Hobbyflieger entdecken die Hauptstadt: Nach dem TXL-Aus knattern die Cessna-Motoren über Berlin

Der Flughafen Tegel ist zwar dicht – doch plötzlich kreisen immer mehr kleine Flugzeuge über der Hauptstadt. Was ist da los? Die Flugsicherung klärt auf.

Von Christian Hönicke

Der Flughafen Tegel ist dicht, endlich Ruhe über Berlin… dachten viele Lärmgeplagte vor allem in der Einflugschneise, etwa in Pankow. Doch nun stellen manche fest, dass es plötzlich erst richtig rund geht am Himmel. „Seit der Schließung von TXL ist uns aufgefallen, dass vor allem am Wochenende der Himmel über Weißensee und Heinersdorf, wahrscheinlich aber noch großflächiger, von Motorseglern verlärmt wird“, berichtet etwa die Anwohnerin Alexandra Popp. Es seien nicht sehr viele, aber sie kreisten über Heinersdorf und Weißensee, weshalb die Belastung lange anhalte. Sie frage sich, „ob die jetzt einfach so das Recht haben, sehr vielen Anwohnern die Ruhe zu rauben? Wir waren ja alle froh, endlich vom Fluglärm verschont zu sein.“ Auch Anwohner aus Reinickendorf berichten von Motorenlärm am Himmel.

[Dieser Text stammt aus dem Pankow-Newsletter vom Tagesspiegel. Den kompletten Pankow-Newsletter gibt es kostenlos unter leute.tagesspiegel.de]

In der Tat erobern nun Cessna & Co. den jahrzehntelang für Hobbyflieger de facto gesperrten Himmel über Berlin. Das bestätigt die Deutsche Flugsicherung (DFS) auf Anfrage. „Darauf haben wir bereits vor der Schließung von Tegel hingewiesen: Es wird auch weiterhin Flugverkehr geben“, sagt DFS-Sprecher Stefan Jaekel. Zwar seien die großen Flugzeuge durch das TXL-Aus nicht mehr so zahlreich über der Stadt unterwegs, „aber dafür mehr kleinere“. Das sei keine Berliner Besonderheit, „das wird auch über einigen anderen deutschen Großstädten so gehandhabt“.

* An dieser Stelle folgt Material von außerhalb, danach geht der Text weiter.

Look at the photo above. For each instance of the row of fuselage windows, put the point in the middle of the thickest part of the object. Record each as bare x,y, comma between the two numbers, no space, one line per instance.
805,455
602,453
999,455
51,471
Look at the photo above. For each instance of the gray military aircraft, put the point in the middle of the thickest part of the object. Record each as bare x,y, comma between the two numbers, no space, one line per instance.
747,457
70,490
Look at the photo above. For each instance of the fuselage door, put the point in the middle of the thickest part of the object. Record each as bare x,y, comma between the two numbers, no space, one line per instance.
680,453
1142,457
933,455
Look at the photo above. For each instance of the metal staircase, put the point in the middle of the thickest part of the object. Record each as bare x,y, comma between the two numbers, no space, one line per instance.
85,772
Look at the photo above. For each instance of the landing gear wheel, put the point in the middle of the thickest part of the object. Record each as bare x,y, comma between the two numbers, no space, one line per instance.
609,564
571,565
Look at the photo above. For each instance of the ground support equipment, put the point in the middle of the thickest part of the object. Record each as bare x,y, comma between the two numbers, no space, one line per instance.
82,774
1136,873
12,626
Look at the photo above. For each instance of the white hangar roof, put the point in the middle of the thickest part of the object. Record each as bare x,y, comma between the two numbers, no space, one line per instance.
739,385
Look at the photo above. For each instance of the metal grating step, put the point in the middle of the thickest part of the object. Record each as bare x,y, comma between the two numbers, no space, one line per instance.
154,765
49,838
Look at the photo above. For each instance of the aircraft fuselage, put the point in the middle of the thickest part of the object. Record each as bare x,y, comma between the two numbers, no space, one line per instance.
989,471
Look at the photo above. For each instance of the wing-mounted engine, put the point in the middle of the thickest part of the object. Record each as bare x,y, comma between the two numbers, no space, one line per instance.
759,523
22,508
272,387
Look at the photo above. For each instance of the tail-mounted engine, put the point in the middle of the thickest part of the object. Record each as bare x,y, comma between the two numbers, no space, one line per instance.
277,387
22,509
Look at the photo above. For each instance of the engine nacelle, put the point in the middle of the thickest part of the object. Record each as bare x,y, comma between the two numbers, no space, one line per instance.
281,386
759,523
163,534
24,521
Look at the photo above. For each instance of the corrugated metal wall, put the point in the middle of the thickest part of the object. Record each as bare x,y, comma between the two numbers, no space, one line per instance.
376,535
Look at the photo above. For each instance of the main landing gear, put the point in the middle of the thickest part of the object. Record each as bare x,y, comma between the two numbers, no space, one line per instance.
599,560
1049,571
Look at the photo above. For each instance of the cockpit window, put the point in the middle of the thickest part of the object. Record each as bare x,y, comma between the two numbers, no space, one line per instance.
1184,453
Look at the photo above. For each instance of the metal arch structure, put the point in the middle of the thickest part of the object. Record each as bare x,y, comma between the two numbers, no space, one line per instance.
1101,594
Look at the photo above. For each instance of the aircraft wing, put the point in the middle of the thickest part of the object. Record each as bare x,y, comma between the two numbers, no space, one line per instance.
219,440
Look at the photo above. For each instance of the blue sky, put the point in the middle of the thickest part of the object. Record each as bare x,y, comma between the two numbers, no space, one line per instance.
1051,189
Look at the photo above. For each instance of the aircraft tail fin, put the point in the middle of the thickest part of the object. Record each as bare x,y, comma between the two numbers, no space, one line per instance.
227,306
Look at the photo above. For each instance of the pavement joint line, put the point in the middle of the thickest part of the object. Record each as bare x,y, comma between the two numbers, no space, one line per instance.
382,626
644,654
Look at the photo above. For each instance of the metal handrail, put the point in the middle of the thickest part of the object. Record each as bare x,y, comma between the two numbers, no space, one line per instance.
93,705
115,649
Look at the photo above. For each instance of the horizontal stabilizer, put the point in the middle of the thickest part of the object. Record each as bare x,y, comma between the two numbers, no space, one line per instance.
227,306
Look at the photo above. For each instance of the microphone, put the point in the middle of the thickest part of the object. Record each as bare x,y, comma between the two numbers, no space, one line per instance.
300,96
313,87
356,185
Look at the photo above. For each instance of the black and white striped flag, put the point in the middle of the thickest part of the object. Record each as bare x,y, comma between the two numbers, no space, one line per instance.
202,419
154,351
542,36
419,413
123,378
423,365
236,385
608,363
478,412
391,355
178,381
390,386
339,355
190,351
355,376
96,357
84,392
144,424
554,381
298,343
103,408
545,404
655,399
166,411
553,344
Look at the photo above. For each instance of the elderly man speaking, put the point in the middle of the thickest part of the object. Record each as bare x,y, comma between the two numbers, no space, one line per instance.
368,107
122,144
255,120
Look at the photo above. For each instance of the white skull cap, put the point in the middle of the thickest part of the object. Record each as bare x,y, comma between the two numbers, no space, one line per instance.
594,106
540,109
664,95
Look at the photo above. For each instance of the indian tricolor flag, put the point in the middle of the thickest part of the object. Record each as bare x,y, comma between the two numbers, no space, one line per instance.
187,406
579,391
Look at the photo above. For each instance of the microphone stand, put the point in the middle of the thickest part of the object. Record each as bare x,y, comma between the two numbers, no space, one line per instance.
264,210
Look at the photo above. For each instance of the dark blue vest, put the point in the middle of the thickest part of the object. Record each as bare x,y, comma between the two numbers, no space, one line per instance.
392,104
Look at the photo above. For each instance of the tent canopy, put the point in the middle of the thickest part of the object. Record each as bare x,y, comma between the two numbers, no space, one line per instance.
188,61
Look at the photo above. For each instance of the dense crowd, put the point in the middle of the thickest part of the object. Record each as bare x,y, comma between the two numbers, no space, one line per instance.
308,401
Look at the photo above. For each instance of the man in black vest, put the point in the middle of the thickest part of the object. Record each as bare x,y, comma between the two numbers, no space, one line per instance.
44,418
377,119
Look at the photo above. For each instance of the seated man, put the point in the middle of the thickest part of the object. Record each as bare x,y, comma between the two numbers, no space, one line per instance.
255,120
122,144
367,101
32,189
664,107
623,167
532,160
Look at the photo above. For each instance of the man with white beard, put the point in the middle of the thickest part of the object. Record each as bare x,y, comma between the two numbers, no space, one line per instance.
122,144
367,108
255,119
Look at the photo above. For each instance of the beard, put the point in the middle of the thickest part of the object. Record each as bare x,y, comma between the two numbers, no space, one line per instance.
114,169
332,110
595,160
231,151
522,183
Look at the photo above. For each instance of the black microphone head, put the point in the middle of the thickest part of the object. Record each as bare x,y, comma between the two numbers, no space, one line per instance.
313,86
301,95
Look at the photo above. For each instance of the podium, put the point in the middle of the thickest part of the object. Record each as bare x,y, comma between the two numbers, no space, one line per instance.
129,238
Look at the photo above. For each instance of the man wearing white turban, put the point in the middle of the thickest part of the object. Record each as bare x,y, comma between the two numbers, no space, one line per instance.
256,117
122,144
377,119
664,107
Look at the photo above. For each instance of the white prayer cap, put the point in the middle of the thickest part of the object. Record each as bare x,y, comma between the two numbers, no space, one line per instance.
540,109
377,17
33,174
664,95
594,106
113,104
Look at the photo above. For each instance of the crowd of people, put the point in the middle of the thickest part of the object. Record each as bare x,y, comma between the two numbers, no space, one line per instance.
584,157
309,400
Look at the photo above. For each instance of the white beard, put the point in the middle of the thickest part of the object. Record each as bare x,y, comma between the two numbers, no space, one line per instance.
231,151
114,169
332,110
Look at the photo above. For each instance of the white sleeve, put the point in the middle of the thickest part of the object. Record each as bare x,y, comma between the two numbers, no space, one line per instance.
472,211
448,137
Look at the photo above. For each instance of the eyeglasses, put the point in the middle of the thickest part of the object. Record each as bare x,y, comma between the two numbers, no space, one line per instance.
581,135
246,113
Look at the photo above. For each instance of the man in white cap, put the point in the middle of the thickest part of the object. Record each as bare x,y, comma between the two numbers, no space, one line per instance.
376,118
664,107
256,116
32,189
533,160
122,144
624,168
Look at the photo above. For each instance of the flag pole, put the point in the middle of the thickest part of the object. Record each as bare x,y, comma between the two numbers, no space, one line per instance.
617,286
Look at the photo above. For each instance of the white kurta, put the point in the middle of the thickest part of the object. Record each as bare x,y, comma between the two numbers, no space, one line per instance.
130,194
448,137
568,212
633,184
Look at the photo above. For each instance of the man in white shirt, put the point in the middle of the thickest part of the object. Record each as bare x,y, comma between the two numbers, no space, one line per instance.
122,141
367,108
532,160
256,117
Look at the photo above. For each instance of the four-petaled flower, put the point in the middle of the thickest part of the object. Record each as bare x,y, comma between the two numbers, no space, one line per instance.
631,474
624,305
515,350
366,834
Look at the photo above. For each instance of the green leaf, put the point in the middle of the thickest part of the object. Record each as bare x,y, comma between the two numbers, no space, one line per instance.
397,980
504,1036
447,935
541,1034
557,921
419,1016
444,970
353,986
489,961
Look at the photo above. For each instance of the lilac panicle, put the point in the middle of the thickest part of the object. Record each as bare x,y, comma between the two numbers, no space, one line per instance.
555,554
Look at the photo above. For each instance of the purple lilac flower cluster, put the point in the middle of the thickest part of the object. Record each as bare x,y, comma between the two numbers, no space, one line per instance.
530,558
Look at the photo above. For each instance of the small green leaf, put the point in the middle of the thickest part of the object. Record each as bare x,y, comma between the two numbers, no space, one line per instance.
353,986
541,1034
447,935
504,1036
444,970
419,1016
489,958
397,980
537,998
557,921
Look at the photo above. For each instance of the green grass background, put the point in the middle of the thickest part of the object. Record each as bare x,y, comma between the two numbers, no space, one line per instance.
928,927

Die Benutzung des Luftraums sei nämlich grundsätzlich frei für alle Piloten. „Das war bisher wegen Tegel in Berlin nur nicht so möglich“, sagt Jaekel. „Wir hatten teilweise Linienflüge im Minutentakt, da passten so kleine Flieger gar nicht dazwischen. Ausnahmen gab es nur für Rettungshubschrauber, da geht es um Leben oder Tod.“

Es gebe nämlich zwei Arten von Lufträumen, erklärt Jaekel, unkontrollierte und kontrollierte. Beim kontrollierten geben die DFS-Lotsen Anweisungen, die befolgt werden müssen. „Kontrollierte Lufträume gibt es immer um Flughäfen herum.“ Lange Zeit war praktisch das ganze Berliner Stadtgebiet kontrolliert, ein Drittel im Norden war die Kontrollzone um Tegel, die restlichen zwei Drittel galten im Süden um Schönefeld. Kleine Flugzeuge durften nur nach vorheriger Erlaubnis der Flugsicherung in diese Zonen fliegen.

Bis November 2020 war fast der komplette Luftraum über Berlin kontrolliert und damit für Hobbyflieger nur nach vorheriger Anmeldung nutzbar.
Bis November 2020 war fast der komplette Luftraum über Berlin kontrolliert und damit für Hobbyflieger nur nach vorheriger Anmeldung nutzbar.

© DFS

Seit Tegel aber kein Flughafen mehr ist, ist nur noch ein kleiner Bereich im Südosten Berlins um den BER „kontrollierter Luftraum“. Außerdem gibt es noch zwei „Flugbeschränkungsgebiete“ über der Stadt. „Dort hineinzufliegen, ist strikt verboten“, sagt Jaekel. Eine Zone schützt das Regierungsviertel 5,5 Kilometer rund um den Reichstag und hat etwa die Ausdehnung des S-Bahn-Rings, die andere ist um den Forschungsreaktor Wannsee ausgewiesen. Wer diese Sicherheitszonen verletzt, muss mit Besuch von Militärjets rechnen, die in Rostock-Laage stationiert sind.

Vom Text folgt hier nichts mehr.